Model Card — SegFormer-B0 Kathmandu Valley Satellite Segmentation

Model Description

This model is a fine-tuned SegFormer-B0 for semantic segmentation of satellite imagery over Kathmandu Valley, Nepal. It classifies each pixel into one of 7 land-use categories: Background, Residential Area, Road, River, Forest, and Unused Land. The model is intended for urban planning, GIS analysis, and geospatial research applications.

Developed by: praniil
Model type: Semantic Segmentation (SegFormer-B0)
Language(s) (NLP): N/A (Computer Vision)
License: MIT
Finetuned from model: nvidia/mit-b0 (SegFormer-B0 pretrained on ImageNet)

Model Sources

Repository: https://github.com/praniil/satellite-image-segmentation
HuggingFace Hub: Pranilllllll/segformer-satellite-segementation

Uses

Direct Use

This model can be used out-of-the-box for satellite image segmentation over Kathmandu Valley or similar urban/semi-urban landscapes. It accepts a 512×512 RGB satellite image and outputs a per-pixel land-use classification mask.

import torch
import numpy as np
from PIL import Image
import matplotlib.pyplot as plt
from transformers import SegformerForSemanticSegmentation, SegformerFeatureExtractor

device = "cuda" if torch.cuda.is_available() else "cpu"
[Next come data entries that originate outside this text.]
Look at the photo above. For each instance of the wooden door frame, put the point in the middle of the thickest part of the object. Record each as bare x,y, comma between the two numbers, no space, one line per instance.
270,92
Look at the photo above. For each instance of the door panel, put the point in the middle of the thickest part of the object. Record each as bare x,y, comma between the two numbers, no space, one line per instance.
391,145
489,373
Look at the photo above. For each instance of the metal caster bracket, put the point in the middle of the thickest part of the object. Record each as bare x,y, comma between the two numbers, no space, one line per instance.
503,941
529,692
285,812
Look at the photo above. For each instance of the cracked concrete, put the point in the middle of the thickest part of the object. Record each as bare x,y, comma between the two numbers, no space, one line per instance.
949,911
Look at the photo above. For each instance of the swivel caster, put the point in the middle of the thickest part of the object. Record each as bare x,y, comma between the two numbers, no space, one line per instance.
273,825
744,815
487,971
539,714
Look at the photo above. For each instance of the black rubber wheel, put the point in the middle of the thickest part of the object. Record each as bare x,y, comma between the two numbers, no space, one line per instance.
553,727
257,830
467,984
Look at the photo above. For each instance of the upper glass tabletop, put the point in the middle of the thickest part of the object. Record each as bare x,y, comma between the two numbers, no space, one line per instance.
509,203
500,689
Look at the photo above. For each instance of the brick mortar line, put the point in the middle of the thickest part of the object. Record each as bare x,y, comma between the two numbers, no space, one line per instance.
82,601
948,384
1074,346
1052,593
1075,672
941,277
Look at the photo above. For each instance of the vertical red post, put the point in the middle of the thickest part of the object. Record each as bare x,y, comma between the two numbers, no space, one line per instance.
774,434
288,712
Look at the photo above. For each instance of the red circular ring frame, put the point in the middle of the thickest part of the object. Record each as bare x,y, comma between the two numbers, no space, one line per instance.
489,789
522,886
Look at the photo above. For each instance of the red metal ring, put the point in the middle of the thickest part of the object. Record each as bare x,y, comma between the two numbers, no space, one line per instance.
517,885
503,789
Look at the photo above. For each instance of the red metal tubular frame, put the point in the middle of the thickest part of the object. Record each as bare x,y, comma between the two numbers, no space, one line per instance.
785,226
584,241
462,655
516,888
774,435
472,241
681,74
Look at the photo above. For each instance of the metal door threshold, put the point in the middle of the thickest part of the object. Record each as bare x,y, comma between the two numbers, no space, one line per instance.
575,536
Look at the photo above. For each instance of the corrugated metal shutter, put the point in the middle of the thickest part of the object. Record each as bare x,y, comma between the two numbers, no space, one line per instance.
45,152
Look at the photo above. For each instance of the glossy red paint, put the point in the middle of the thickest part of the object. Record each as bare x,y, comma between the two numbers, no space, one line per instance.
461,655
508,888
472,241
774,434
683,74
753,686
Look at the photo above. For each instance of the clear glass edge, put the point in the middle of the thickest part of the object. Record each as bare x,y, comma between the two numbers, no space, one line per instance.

HF_REPO = "Pranilllllll/segformer-satellite-segementation"
model = SegformerForSemanticSegmentation.from_pretrained(HF_REPO).to(device)
processor = SegformerFeatureExtractor.from_pretrained(HF_REPO)
model.eval()

image = Image.open("path_to_your_satellite_image.png").convert("RGB")
inputs = processor(images=image, return_tensors="pt")
pixel_values = inputs["pixel_values"].to(device)

with torch.no_grad():
 outputs = model(pixel_values=pixel_values)
 logits = outputs.logits # [1, 7, H, W]

pred_mask = torch.argmax(logits, dim=1).squeeze().cpu().numpy()

colors = np.array([
 [0, 0, 0], # Background
 [128, 0, 0], # Residential Area
 [0, 128, 0], # Road
 [0, 0, 128], # River
 [0, 128, 128], # Forest
 [128, 128, 0], # Unused Land
 [128, 0, 128], # (reserved)
], dtype=np.uint8)

seg_image = colors[pred_mask]
plt.imsave("prediction.png", seg_image)
print("Inference complete. Prediction saved as prediction.png")

Downstream Use

This model can be plugged into larger GIS pipelines for:

Automated land-use/land-cover (LULC) mapping
Urban sprawl analysis
River and forest change detection
Input feature generation for spatial planning models

Out-of-Scope Use

Not suitable for segmenting non-satellite imagery (street photos, drone footage with different resolution/angle).
Performance may degrade on satellite imagery from regions with significantly different land cover patterns than Kathmandu Valley.
Not suitable for fine-grained object detection within classes (e.g., identifying individual buildings).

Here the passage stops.